Tuesday, May 10, 2011


If you want to know why the economy is still in trouble check out these two pieces on corporate crime and our 30 year-long "wage" recession from Harvard economist Jeffrey Sachs and former Labor Secretary Robert Reich.

First up, we have Sachs' "Corporate Crime Wave" piece.

In very simple terms Sachs makes it clear that corporate crime pays. And it especially pays if you earn a living as a top executive in one of the largest firms around the world. And why does corporate crime pay? Two reasons.

* Big companies are now multinational, while governments remain national. Big companies are so financially powerful that governments are afraid to take them on.

* Big companies are major funders of political campaigns in places like the U.S., while politicians themselves are often part owners, or at least the silent beneficiaries of corporate profits.

Sachs is spot on here. Conceptually, the challenge of managing multinationals is easy to understand. There's historical precedent. At the beginning of the 20th century corporate America had become so powerful that individual states were largely powerless to take on the Carnegies, Morgans, and Rockefellers of the world. It took market collapses, entrenched corruption, and genuine public outrage to motivate a political movement.

But it also took the genius of Teddy Roosevelt at the national level to challenge the "trusts" and monopoly practices of corporate America.

But even the efforts of Teddy Roosevelt weren't enough. A string of laissez-faire, let-the-market-do-what-it-wants, American presidents in the 1920s allowed corporate America to have it's way with the economy and the American public.

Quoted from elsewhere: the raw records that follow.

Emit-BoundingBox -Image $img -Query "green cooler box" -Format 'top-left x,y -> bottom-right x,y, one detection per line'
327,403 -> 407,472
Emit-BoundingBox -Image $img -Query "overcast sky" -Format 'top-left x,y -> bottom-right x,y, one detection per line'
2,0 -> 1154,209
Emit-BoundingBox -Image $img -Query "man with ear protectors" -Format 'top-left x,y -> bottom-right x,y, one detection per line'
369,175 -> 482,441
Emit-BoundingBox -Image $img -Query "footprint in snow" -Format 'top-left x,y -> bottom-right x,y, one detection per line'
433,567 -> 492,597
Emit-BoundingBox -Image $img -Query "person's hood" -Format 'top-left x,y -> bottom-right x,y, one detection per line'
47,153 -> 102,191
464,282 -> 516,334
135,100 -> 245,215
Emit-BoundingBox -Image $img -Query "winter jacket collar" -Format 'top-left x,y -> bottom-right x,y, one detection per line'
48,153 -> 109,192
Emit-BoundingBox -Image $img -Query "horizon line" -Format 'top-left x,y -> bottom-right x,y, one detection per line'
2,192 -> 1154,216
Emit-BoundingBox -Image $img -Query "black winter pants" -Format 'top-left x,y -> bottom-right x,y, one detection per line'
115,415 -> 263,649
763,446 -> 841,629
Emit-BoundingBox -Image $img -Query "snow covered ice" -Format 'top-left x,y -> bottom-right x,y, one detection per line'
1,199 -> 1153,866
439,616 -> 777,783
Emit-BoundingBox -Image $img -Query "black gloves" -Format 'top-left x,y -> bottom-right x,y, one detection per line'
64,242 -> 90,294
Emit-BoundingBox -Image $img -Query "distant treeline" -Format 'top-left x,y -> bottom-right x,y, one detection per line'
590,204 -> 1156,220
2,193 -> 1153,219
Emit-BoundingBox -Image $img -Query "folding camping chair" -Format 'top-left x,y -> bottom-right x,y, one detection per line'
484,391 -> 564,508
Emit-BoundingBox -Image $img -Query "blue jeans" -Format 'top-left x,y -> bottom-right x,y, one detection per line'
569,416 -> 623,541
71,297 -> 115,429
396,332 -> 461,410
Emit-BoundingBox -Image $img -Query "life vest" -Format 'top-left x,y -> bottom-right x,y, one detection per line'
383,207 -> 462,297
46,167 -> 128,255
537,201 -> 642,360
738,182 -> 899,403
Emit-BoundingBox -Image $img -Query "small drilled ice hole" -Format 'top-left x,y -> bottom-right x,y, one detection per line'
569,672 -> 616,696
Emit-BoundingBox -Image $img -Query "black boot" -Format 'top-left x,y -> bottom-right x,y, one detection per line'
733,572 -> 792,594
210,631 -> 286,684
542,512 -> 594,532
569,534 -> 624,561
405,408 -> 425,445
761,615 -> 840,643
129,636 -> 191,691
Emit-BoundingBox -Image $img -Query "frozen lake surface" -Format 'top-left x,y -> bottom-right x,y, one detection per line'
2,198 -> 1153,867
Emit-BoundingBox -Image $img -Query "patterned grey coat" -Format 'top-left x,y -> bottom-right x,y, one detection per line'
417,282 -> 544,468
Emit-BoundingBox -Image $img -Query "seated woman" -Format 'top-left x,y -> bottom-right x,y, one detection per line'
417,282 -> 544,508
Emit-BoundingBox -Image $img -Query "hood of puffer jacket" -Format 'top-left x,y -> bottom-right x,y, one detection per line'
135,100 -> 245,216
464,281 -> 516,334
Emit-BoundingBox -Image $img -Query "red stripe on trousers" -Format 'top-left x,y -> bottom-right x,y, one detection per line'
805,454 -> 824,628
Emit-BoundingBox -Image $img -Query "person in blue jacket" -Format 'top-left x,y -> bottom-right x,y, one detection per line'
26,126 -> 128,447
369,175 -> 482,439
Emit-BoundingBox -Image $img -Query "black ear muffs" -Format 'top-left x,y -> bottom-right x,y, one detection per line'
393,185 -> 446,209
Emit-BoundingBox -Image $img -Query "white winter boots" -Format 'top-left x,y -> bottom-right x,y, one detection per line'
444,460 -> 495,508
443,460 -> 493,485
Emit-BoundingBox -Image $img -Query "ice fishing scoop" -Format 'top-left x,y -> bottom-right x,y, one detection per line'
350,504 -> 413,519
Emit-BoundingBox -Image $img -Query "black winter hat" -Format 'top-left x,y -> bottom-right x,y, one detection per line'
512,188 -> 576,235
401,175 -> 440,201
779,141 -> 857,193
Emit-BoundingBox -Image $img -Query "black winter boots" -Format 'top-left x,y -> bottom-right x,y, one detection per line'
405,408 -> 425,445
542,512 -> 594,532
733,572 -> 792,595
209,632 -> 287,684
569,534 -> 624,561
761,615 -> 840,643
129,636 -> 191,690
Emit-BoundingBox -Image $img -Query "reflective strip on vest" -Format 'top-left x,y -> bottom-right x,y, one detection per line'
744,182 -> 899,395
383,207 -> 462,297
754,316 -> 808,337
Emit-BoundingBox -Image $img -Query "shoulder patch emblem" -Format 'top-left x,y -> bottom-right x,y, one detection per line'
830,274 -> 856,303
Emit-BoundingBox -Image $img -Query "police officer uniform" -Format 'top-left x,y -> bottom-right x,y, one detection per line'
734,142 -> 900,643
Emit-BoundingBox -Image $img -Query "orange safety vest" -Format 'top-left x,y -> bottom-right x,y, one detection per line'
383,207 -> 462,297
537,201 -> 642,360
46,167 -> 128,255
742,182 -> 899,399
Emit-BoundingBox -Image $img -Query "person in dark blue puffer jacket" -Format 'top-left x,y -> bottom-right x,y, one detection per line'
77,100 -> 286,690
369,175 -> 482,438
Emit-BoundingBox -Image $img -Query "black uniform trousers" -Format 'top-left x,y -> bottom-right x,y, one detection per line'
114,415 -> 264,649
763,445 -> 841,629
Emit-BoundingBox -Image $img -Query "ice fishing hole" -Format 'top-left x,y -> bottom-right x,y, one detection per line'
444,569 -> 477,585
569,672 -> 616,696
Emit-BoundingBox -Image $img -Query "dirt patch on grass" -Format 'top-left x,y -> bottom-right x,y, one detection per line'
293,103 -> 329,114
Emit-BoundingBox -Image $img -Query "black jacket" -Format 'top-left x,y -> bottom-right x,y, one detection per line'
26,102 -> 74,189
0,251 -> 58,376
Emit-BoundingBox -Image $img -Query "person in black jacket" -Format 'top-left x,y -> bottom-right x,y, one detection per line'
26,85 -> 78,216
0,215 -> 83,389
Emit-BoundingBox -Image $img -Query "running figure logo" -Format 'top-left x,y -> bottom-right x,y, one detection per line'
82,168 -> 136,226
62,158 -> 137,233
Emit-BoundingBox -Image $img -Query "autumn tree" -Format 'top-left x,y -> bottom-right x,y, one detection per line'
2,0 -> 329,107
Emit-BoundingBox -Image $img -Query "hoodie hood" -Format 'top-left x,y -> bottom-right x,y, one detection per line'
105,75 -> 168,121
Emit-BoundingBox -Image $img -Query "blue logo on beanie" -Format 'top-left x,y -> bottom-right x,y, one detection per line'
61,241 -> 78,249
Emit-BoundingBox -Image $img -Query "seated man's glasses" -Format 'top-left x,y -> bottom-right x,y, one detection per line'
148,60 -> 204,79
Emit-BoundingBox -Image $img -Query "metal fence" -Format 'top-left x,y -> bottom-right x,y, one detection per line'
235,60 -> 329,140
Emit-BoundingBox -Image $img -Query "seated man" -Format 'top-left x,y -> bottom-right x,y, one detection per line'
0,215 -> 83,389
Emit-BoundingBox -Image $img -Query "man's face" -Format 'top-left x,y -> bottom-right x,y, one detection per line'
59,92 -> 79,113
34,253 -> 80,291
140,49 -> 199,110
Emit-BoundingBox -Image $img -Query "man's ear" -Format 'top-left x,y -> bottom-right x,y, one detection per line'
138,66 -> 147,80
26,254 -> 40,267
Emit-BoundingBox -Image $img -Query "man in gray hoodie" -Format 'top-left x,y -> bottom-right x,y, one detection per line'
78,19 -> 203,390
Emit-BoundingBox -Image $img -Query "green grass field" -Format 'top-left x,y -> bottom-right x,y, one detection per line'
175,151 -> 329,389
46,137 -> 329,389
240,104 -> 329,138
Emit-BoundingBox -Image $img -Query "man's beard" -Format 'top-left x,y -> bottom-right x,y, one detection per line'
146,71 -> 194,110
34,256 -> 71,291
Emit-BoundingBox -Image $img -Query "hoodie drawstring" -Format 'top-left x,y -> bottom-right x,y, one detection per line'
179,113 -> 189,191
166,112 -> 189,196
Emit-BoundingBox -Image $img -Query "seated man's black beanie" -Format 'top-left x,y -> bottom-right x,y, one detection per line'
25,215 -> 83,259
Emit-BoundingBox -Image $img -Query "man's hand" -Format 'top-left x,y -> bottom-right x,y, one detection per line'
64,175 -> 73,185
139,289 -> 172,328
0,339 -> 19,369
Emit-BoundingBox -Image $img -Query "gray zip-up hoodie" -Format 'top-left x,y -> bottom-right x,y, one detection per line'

We all know what happened with the triumph of conservative Republicanism in the 1920s ...

Sachs also discussess how problems are made worse by the international financial structure. In his view the international financial structure is propped up and supported by institutions that lack genuine oversight authority.

This has created an environment that allows tax havens, winks at secretive Swiss banks, encourages global tax evasion, accepts global kickbacks, nods at illegal payments, turns it's back on bribes, and pretty much ignores other illegal transactions - as long as it's done by and for large multinationals (drug lords, money launderers, and weapon runners really need to work on getting their trade legalized).

According to Sachs, the "wealth, power, and illegality enabled by this 'hidden' system are now so vast as to threaten the global economy's legitimacy." (Sachs doesn't touch what William K. Black referred to as "control fraud" at the domestic level. Anyways ...)

With no global institutions dedicated to advancing and protecting the interests of people like you and me in this giant parlor game, the losers in this market game are the rights of labor and, ultimately, the American consumer. This brings us to Robert Reich's piece on the wage and jobs recession we're now experiencing.

Reich's argument is a simple one: Because wages have stagnated and even fallen backwards, while record profits and bonuses continue, the American economy is bifurcated and in trouble. And it's getting worse.

One of the reasons wages have stagnated is because corporate America has been sending jobs overseas (aided by very favorable legislation). This dynamic cuts into the wages and salaries of workers who see jobs disappear, and must now compete with more unemployed laborers here, and millions of workers willing to work in sweat shop conditions in the developing world.

How bad has it gotten? Consider the following: The Commerce Department recently reported that over the past decade, American multinationals (essentially all large American corporations) eliminated 2.9 million American jobs while adding 2.4 million abroad. If you're looking for specific examples check this out:

* In 2000, 30% of General Electric's business was overseas, along with 46% of its employees. Today, 60% of its business is outside the United States, as are 54% of its employees.

* Over the past five years, Oracle added twice as many workers overseas as in this country; 63% of its employees now work abroad.

The incredible thing is that workers wages in America have been collapsing at precisely the same time that productivity has been going through the roof.

What should be happening in this scenario - according to economic history and the "laws of justice" Adam Smith spoke about - is that the workers should be sharing in the productivity gains made by industry. Wages in America should be going up. Consumption should be stable, or going up. A real recovery should be happening. But this is not the case. 

Part of the reason for this, as Sachs points out, can be attributed to the power and influence corporations wield around the world. In addition to securing a steady stream of bailout money, they're able to move money and jobs out of the United States, in the process depriving the American economy and its workforce of the resources they need to recover. The incredible thing is that corporations no longer need to rely on the Pinkertons and Baldwin-Felts of the past to intimidate and cow labor.

They simply go to their muscle in the lobbying halls of Washington DC. The blackjacks used by the Pinkertons have been replaced by briefcases of lobbyists in Washington.

There's more. Much more. But one thing is clear. Don't expect the American consumer to lead the recovery. They are buried under a barrage of bad news, collapsing wages, and favorable legislation for corporate America. And, as I pointed out in my book (and 7 months before the market collapsed in 2008), the American consumer is simply tapped out.